Default sampling is 1.0 — every turn is exported. That's the right default for development and low-traffic production. Two situations warrant turning it down:

High-volume sources. A serve deployment polling a chat with thousands of messages an hour will dwarf your collector. Drop the sample ratio:

HARNESS_OTEL_SAMPLE_RATIO=0.1   # keep 10% of traces

Sampling is TraceIDRatioBased (harness/trace.go:139), so once a trace is in, every span in it is in — you never get half a turn.

Sub-agent fan-out. If a parent agent delegates aggressively, you can keep parent-only sampling by setting HARNESS_OTEL_SAMPLE_RATIO to 1.0 on the parent and 0.0 (off) on delegates. In practice most users keep both on at the same ratio and rely on the trace tree for correlation.

Always pair sampling with a sane log level — HARNESS_LOG_LEVEL=info on a sampled deploy stays manageable; debug doesn't.

6. End-to-end smoke test

Use this checklist after wiring observability in any new environment. All five must pass.

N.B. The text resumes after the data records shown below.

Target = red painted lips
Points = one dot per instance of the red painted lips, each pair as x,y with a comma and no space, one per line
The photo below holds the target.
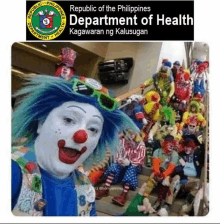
69,155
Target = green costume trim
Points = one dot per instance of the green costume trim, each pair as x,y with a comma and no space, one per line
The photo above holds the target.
132,209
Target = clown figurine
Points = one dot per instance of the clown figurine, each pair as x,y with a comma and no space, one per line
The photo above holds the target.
190,163
183,90
163,82
200,80
67,124
175,69
163,127
128,164
192,128
134,109
164,162
152,111
193,111
65,68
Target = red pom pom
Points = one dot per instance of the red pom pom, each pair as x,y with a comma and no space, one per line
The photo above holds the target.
80,136
31,167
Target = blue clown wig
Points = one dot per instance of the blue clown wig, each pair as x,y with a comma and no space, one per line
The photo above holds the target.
43,94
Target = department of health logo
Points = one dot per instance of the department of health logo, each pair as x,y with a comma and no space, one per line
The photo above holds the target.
46,20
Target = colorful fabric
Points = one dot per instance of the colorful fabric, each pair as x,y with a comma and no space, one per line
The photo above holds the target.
59,194
133,151
126,175
166,159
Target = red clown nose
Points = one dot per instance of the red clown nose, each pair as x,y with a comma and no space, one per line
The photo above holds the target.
80,136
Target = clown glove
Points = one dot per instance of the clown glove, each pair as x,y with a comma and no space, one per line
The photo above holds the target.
125,162
146,207
145,122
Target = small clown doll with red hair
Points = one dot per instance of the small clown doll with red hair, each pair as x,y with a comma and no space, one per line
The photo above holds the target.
127,166
164,162
190,163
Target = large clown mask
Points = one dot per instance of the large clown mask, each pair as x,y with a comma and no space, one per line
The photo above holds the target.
67,137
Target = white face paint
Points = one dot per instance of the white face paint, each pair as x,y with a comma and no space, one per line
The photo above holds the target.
58,150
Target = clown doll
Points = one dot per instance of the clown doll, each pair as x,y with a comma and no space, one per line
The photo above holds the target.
189,166
193,111
183,90
163,82
200,80
175,69
164,162
199,98
192,128
165,126
65,68
128,164
67,124
134,109
152,111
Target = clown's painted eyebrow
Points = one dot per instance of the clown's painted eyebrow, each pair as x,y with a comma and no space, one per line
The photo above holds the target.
98,117
79,108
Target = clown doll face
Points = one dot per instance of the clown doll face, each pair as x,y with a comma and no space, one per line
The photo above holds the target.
188,149
67,137
193,109
66,73
192,127
168,146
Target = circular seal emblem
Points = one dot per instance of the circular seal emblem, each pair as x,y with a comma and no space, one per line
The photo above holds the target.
46,20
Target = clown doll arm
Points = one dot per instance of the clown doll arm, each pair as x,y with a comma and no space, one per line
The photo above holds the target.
172,89
184,119
138,159
201,120
153,131
156,165
172,164
169,170
139,114
148,82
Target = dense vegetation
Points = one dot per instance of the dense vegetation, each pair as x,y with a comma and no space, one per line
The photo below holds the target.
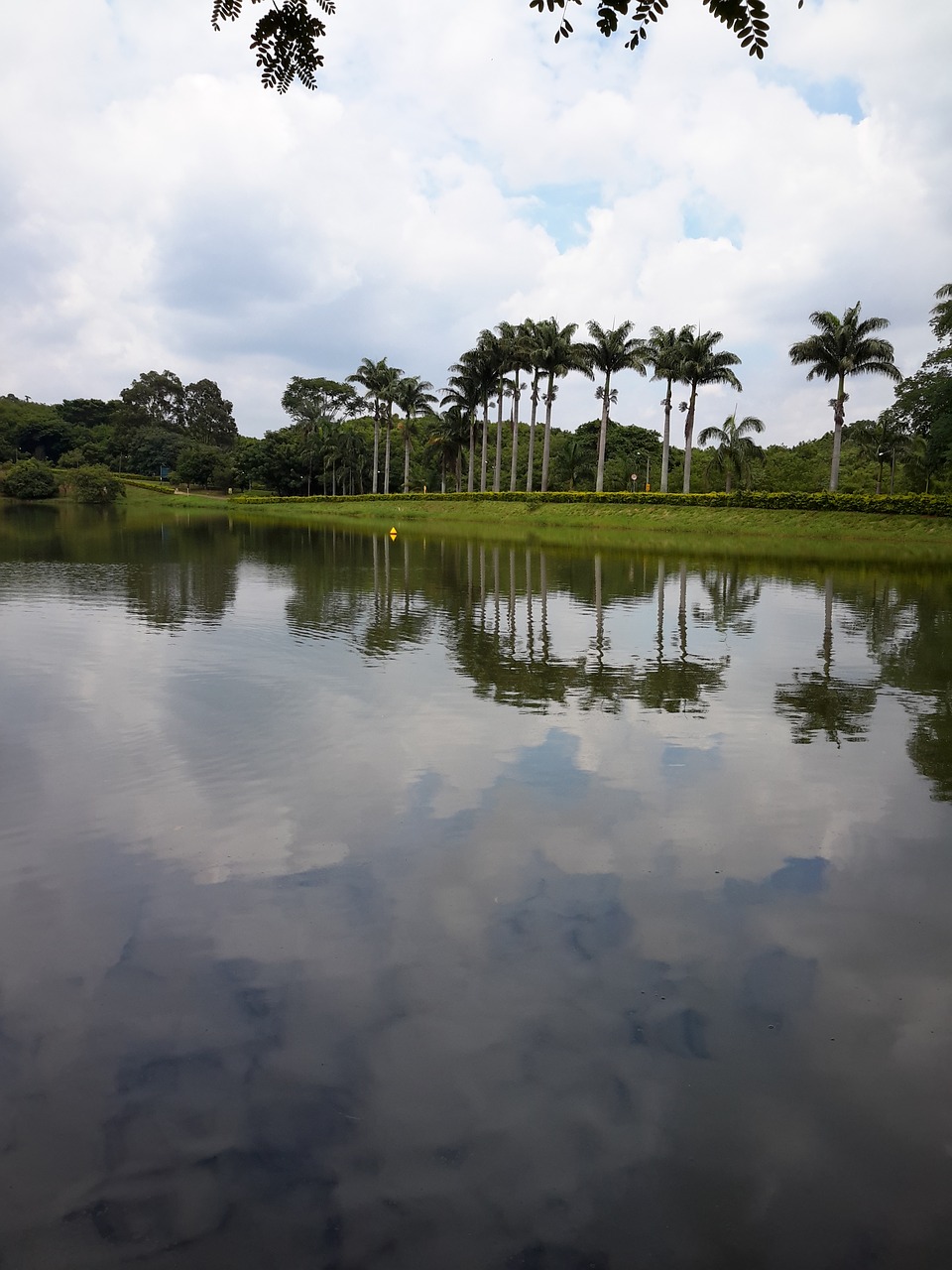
493,427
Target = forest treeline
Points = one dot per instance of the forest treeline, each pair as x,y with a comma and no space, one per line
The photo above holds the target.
493,426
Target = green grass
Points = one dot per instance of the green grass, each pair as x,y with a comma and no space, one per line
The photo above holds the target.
702,531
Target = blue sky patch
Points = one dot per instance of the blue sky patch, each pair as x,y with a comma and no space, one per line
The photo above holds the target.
560,209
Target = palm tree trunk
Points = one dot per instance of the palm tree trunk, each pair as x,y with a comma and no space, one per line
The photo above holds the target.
689,437
484,452
532,432
666,440
837,431
602,437
498,466
376,443
547,434
516,434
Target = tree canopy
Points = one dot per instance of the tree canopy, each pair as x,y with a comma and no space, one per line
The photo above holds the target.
285,39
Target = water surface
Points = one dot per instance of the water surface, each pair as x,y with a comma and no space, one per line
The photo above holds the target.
444,905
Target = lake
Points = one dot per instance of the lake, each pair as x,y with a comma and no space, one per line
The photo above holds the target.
430,905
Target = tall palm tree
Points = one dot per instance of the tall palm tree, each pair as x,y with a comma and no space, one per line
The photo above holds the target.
448,439
881,441
941,320
664,354
495,352
841,348
556,353
484,368
389,389
702,363
735,451
507,354
524,345
373,376
532,338
468,388
414,397
611,352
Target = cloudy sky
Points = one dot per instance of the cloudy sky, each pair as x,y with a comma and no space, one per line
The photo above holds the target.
160,208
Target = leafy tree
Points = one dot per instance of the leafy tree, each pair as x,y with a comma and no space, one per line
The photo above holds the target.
151,448
608,353
35,429
246,462
556,353
285,39
30,479
317,407
571,461
841,348
702,363
923,408
414,397
737,451
199,465
95,484
748,19
375,377
465,393
881,441
208,417
941,320
155,399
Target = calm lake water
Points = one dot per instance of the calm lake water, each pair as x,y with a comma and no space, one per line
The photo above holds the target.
435,905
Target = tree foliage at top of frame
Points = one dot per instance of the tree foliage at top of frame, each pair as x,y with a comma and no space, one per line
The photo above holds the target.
285,40
286,37
748,19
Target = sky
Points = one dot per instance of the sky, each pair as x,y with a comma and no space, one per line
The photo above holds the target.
456,168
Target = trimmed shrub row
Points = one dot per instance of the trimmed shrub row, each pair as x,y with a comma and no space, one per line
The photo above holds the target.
880,504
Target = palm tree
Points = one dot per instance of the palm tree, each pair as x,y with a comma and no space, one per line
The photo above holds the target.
530,327
507,345
389,389
881,441
735,451
841,348
448,439
941,320
556,354
664,353
611,352
702,363
373,376
522,348
414,397
463,393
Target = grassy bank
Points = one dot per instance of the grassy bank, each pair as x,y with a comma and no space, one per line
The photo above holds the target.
719,531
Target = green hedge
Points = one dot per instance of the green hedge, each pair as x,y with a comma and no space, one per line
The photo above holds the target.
880,504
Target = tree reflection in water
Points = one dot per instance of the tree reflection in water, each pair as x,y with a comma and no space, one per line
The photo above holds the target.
819,702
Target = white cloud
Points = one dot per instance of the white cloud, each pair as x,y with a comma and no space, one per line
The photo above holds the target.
160,208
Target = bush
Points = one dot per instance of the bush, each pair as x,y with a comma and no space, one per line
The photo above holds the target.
95,485
30,479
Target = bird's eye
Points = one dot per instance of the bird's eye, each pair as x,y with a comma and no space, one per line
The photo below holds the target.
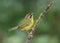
30,16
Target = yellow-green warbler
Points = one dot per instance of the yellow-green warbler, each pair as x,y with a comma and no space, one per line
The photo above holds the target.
25,24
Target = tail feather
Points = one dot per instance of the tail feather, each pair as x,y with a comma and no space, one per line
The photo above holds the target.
14,28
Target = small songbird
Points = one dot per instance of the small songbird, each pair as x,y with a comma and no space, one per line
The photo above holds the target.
25,24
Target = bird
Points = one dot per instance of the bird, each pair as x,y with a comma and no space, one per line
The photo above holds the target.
26,23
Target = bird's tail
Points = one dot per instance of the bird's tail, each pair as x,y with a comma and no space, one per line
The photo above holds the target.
14,28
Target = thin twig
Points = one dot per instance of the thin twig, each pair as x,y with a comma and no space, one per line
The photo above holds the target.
37,22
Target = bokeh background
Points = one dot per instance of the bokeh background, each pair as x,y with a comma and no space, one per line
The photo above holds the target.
12,11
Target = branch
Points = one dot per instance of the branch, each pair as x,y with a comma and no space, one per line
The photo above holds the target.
37,22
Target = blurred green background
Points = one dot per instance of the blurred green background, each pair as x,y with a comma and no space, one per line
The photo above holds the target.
12,11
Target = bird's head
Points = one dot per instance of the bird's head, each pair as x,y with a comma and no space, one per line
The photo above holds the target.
29,16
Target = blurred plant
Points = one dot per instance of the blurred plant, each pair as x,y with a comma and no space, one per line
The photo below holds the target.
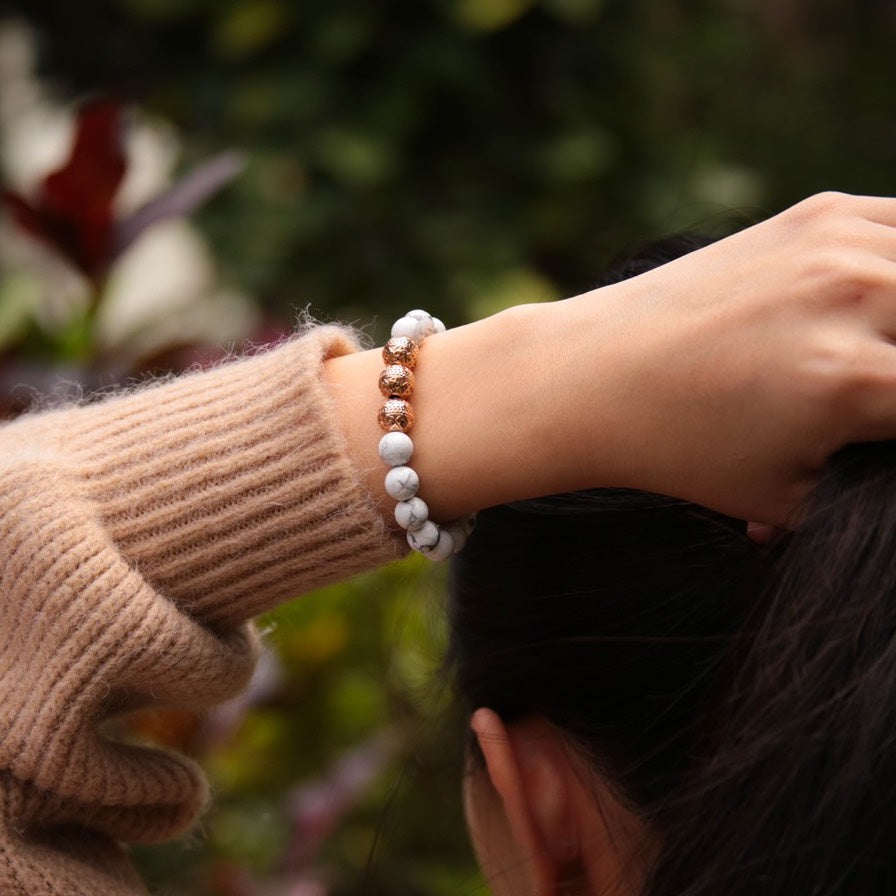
73,213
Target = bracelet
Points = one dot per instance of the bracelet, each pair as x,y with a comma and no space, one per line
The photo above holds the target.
396,417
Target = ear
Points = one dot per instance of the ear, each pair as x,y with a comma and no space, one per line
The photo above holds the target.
529,770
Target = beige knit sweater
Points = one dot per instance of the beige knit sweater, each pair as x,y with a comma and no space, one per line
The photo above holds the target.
137,536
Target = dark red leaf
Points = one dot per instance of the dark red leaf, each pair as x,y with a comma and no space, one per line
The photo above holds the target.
73,211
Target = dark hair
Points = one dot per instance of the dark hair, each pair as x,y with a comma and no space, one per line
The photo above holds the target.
740,699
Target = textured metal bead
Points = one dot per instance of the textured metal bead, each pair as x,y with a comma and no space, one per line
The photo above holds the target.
396,415
401,350
398,380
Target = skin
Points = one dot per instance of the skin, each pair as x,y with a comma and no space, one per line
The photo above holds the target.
543,822
727,377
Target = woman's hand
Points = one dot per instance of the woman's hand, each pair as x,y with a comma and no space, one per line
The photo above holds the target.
727,377
740,368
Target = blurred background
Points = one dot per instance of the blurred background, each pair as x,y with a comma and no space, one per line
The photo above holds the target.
182,177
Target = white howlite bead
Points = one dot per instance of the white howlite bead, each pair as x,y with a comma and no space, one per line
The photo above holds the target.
396,448
458,535
411,514
402,483
408,326
425,538
425,319
443,548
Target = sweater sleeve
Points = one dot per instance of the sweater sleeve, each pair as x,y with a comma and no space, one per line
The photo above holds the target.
137,536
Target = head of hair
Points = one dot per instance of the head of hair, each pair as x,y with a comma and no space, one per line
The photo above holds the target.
741,699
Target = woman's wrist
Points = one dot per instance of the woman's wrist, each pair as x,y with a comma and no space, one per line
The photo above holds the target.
500,406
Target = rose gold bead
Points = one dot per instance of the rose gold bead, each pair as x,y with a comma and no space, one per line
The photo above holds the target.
401,350
397,380
396,415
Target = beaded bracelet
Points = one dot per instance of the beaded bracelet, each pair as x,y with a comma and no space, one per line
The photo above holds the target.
396,417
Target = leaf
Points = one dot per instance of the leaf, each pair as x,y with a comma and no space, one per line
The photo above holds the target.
73,209
182,198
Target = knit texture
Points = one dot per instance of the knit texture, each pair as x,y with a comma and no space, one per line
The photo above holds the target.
137,537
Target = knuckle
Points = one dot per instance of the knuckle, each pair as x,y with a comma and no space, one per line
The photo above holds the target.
822,205
843,275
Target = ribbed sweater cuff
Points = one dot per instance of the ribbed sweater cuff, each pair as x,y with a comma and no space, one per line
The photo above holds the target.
231,490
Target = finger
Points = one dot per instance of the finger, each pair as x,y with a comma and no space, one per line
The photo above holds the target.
881,209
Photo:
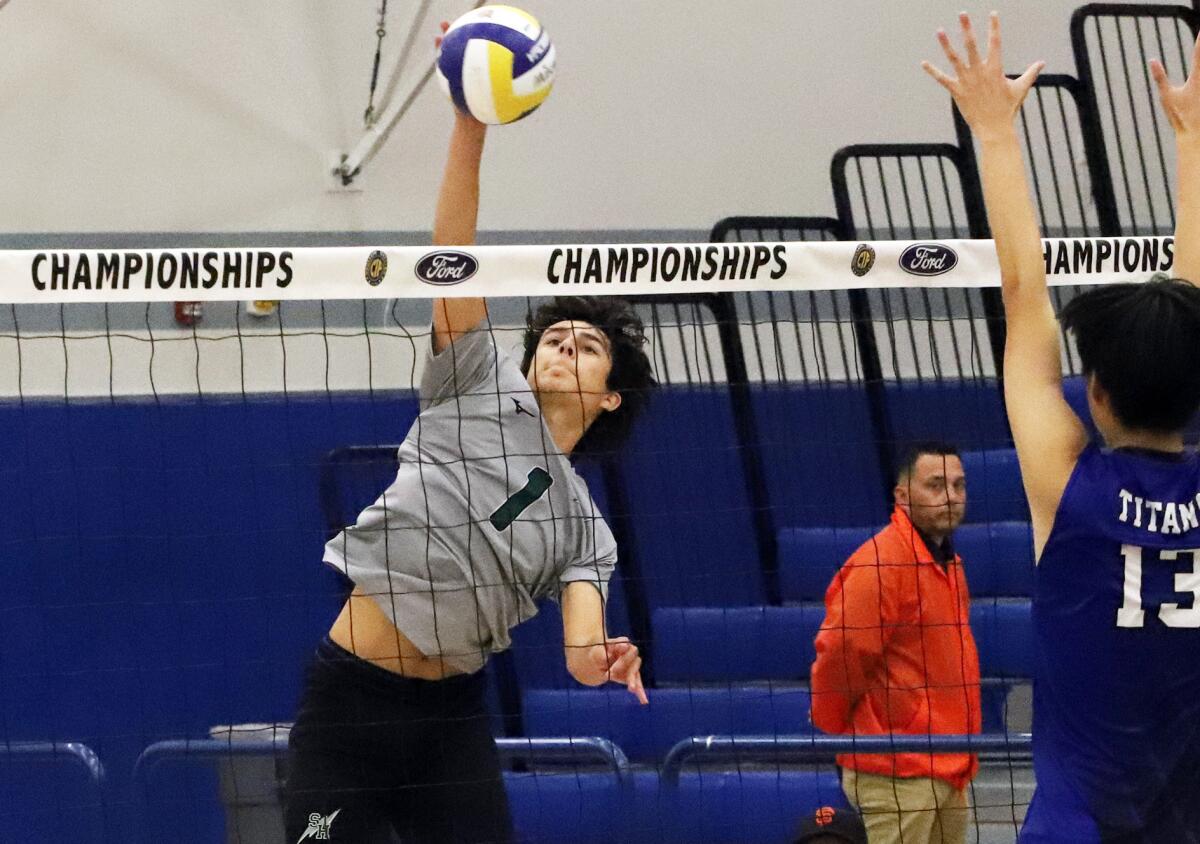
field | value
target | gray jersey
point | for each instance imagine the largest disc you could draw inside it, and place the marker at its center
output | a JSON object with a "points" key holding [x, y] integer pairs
{"points": [[484, 518]]}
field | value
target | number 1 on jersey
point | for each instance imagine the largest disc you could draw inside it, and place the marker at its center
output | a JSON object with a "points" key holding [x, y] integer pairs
{"points": [[1173, 615], [520, 501]]}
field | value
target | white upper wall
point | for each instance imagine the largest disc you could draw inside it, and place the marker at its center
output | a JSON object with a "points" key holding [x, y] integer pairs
{"points": [[144, 115]]}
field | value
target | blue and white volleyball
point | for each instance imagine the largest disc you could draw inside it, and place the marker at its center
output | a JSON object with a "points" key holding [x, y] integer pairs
{"points": [[497, 64]]}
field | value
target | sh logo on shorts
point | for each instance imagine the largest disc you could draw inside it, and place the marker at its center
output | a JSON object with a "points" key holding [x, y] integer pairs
{"points": [[319, 826], [928, 259], [447, 267]]}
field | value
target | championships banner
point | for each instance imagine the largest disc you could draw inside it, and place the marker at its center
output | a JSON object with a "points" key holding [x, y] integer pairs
{"points": [[425, 271]]}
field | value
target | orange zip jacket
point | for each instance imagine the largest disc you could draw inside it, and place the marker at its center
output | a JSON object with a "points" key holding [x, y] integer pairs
{"points": [[895, 654]]}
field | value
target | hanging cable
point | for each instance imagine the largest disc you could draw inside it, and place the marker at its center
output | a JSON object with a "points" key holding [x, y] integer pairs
{"points": [[369, 117]]}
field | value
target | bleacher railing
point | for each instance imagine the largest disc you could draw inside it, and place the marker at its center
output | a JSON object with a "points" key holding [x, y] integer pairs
{"points": [[816, 748]]}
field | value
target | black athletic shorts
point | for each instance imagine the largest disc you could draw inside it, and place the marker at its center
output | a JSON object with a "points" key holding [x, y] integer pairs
{"points": [[376, 758]]}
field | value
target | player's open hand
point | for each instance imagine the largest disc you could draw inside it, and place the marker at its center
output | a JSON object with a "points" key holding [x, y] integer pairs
{"points": [[987, 99], [1182, 102], [622, 662]]}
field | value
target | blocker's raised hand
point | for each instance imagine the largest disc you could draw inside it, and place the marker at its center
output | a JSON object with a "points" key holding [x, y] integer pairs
{"points": [[984, 95], [622, 662], [1182, 102]]}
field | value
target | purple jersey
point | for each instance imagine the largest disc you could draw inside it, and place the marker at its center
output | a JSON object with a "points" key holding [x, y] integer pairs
{"points": [[1116, 614]]}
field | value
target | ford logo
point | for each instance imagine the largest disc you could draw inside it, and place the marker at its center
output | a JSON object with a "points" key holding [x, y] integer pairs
{"points": [[928, 259], [447, 267]]}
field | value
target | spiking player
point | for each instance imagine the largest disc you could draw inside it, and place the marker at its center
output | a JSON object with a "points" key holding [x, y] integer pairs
{"points": [[485, 516], [1116, 525]]}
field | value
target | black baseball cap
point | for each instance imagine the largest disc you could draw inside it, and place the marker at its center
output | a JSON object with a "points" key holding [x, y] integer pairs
{"points": [[843, 825]]}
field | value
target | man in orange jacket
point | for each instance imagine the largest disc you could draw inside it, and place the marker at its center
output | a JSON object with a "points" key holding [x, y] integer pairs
{"points": [[895, 656]]}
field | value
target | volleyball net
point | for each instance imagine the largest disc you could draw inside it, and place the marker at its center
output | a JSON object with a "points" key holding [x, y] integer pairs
{"points": [[171, 489]]}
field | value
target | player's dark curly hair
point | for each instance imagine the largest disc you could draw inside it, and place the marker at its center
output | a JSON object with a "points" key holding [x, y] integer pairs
{"points": [[1143, 345], [630, 376]]}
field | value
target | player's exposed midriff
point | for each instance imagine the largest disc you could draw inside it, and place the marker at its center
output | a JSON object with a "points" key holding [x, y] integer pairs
{"points": [[363, 629]]}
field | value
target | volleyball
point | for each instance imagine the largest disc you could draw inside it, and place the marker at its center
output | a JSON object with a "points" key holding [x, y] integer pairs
{"points": [[497, 64]]}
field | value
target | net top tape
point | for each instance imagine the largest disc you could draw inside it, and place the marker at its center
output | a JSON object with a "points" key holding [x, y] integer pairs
{"points": [[30, 276]]}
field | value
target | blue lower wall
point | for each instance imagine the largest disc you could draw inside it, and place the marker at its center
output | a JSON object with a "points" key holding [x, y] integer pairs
{"points": [[160, 560]]}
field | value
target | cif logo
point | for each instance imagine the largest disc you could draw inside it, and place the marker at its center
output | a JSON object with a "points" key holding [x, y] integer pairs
{"points": [[447, 267], [928, 259], [377, 268], [863, 261]]}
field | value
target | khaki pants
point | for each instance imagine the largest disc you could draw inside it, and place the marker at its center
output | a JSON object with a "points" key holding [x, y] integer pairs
{"points": [[907, 810]]}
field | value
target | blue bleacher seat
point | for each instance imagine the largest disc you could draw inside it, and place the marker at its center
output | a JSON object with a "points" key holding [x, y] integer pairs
{"points": [[685, 491], [568, 807], [810, 556], [49, 798], [697, 645], [820, 462], [647, 732], [743, 807], [994, 486], [997, 558], [1003, 634]]}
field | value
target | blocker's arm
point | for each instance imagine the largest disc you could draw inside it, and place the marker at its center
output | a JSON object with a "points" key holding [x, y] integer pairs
{"points": [[1048, 434], [1182, 108]]}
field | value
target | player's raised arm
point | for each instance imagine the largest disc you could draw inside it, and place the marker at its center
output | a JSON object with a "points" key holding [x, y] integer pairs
{"points": [[1048, 434], [592, 657], [455, 220], [1182, 108]]}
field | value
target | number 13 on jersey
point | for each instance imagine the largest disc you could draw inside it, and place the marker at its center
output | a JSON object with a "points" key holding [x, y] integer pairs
{"points": [[1173, 615]]}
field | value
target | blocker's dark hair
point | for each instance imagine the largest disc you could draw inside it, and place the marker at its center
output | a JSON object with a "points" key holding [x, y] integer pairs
{"points": [[630, 376], [1143, 345]]}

Collector sees an agent.turn span after a single harness run invocation. (If not: check HARNESS_OTEL_ENDPOINT is reachable from inside the container/host where the harness runs, not from your laptop.)
The span has turn.total_tokens > 0 (non-streaming) or turn.streaming=true (streaming).
Tool calls appear as tool.call children with tool.name matching what your harness actually called.
A log line with trace_id set appears at the same time, and that trace ID matches the span. (HARNESS_LOG_FORMAT=json makes this trivial to verify with jq.)
Shutdown flushes cleanly: send SIGINT and confirm no dropped spans warnings in the collector. The harness defers ShutdownTracer on exit (harness/trace.go:84-92) — if you've embedded it in your own binary, do the same.

Troubleshooting

Symptom	Likely cause	Fix
No spans at all.	`HARNESS_OTEL_ENDPOINT` is unset or unreachable. Tracing is disabled by default.	Set the env var; verify the URL resolves from the harness process, not from your shell.
`invalid HARNESS_OTEL_PROTOCOL` error at startup.	Only `http` is supported in v1.	Unset the variable or set it to `http`. gRPC support is reserved for v2.
`invalid HARNESS_OTEL_SAMPLE_RATIO` error at startup.	Value isn't a float in `[0,1]`.	Use `0`, `1`, or a decimal like `0.1`.
Logs have no `trace_id`.	A custom logger replaced `NewLogger`/`NewLoggerWithTrace` without re-wrapping with `TraceContextHandler`.	Wrap your `slog.Handler` with `harness.NewTraceContextHandler(...)` before installing it.
Spans land but no `agent.turn` — only `source.pump`.	A hook is blocking the turn before `Agent.Run` opens its span.	Check `turn.start` hooks. A `{"action": "block"}` aborts before the turn span is created — by design.
Trace cuts off after a `delegation.execute` error.	The error path records the error and ends the span; child spans only appear if the delegate actually started.	Check `delegation.depth` against `max_depth`, and your agent resolver.
Tokens always zero on `agent.turn`.	You're using `RunStream`. Streaming providers don't return usage.	Switch to `Run` for cost-critical workloads, or compute tokens from the streamed deltas.

Going further

harness.md frontmatter: --otel-* flags can be passed directly to harness run/harness serve — they override env, and env overrides the built-in defaults (harness/trace.go:98-103).
Custom spans from your tools/hooks: call harness.Tracer().Start(ctx, "my-tool.work") — the tracer respects the same noop-by-default contract, so adding spans to your own code is zero-cost when tracing is off (harness.md:283).
Production deployment recipes: the Production Deployment guide wires all of the above into systemd and Docker Compose units that load harness.env and survive restarts.

You now have the full observability story: span tree, attributes, log correlation, cost signal, sampling. Everything else is dashboard work in your OTel backend.